Steve was in the boat close against the creek's bank, waiting to row Majendie to the yacht. He touched his cap to Majendie as they appeared on the bank, but he did not look at Maggie when her gentle voice called good-morning.

Steve's face was close-mouthed and hard set.

She put her hands on Majendie's shoulders and kissed him. Her cheek against his face was pure and cold, wet with the rain. Steve did not look at them. He never looked at them when they were together.

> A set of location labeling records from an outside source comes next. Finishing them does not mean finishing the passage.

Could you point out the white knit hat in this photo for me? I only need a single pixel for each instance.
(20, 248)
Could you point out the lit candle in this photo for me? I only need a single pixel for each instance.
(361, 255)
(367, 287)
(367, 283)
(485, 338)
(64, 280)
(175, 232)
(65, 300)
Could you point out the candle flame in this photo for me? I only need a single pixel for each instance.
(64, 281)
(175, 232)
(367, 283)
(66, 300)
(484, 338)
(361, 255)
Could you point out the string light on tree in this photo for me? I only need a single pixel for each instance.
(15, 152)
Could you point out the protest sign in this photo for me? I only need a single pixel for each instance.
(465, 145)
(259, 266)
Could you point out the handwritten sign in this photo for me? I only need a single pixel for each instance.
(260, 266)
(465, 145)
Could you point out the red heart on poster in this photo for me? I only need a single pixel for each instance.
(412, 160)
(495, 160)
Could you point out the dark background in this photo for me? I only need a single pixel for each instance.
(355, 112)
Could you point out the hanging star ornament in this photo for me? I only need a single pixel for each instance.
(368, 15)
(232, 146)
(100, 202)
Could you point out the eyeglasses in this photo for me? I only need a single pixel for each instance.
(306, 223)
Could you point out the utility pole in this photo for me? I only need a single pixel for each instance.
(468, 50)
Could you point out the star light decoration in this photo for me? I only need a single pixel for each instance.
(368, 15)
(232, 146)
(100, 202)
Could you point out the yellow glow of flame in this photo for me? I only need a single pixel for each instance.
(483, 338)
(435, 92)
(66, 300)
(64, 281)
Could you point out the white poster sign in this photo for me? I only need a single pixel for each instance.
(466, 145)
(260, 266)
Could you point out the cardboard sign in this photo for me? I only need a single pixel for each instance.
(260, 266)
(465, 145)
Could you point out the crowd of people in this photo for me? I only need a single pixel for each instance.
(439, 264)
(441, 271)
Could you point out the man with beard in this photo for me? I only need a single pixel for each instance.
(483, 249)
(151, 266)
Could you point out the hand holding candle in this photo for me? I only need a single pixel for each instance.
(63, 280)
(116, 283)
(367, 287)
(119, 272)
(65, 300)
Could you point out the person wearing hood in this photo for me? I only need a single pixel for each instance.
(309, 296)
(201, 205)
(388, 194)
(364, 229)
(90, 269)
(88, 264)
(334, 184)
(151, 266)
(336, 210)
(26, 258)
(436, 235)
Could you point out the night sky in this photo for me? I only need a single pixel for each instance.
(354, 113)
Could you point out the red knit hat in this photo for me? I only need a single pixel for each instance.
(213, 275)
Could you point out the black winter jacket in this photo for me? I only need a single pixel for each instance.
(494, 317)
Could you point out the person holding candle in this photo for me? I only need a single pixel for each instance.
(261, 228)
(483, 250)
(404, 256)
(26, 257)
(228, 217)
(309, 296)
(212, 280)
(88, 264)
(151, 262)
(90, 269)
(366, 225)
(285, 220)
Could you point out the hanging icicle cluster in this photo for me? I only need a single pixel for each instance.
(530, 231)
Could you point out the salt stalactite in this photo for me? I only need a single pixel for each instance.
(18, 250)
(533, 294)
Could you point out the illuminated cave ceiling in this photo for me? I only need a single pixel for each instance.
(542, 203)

Majendie dropped into the boat. Steve pushed off from the bank. Maggie stood there watching them go. She stood till the boat reached the creek's mouth, and Majendie turned, and raised his cap to her; stood till the white sail moved slowly up the river and disappeared, rounding the spit of land.

Majendie, as he paced the deck and talked to his men of wind and weather, turned casually, on his heel, to look at her where she stood alone in the level immensity of the land. The world looked empty all around her.

And he was touched with a sudden poignant realisation of her life; its sadness, its incompleteness, its isolation.

That was what he had brought her to.


CHAPTER XXIX

The rain cleared off, the mist lifted, and at nine o'clock it was a fine day for Peggy's birthday. Even Scale, where it stretched its flat avenues into the country, showed golden in the warm and brilliant air.